Sabah depremi.
Kavhaltı.
Bu sefer Ediz'ime özel siyah Vanslar.
"Ben çıktım anneeeğ!"
"Tamam kızım, okulda görüşürüz!"
Ne!
"Okula mı geliyorsun?"
"E toplantı var demedin mi kızım?"
Off. Tamamen aklımdan çıkmış. Yazık babamın da haberi yok daha affedildiğinden.
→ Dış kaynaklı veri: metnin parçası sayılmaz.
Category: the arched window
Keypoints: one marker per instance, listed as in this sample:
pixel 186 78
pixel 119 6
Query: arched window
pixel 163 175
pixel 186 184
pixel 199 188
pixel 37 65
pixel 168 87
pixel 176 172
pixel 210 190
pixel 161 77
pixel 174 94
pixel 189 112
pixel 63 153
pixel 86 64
En iyisi aramak.
Ediz'den bir yeni mesaj?
Pıt.
"Bisikletinin sepetinde bir şey mi var?"
Hemen bisikletime koştum.
"Bir şey mi unuttun Hazal?"
"Yok annem. Bisiklete bineceğim ben bugün."
Bisikleti yerinden çıkardım. Sepette küçük bir kutu vardı. Ve içinde de...Nutella!"Pilav üstü kuru olsaydı daha çok sevinirdim. Sonuçta kamyoncu yemeği bu.
Hem bisiklet sürüp hem de Nutella yemek biraz zor olsa da okula varmıştım. Babamı arayıp haber verdim ve bisikletimi güvenliğin yanına bıraktıktan sonra okul bahçesine daldım. Gözlerim Ediz'i arıyordu.
Omzuma bir parmak dokundu. Gülümseyerek arkamı döndüğümde Emir'le karşılaştım. Yüzümdeki sırıtış anında kayboldu.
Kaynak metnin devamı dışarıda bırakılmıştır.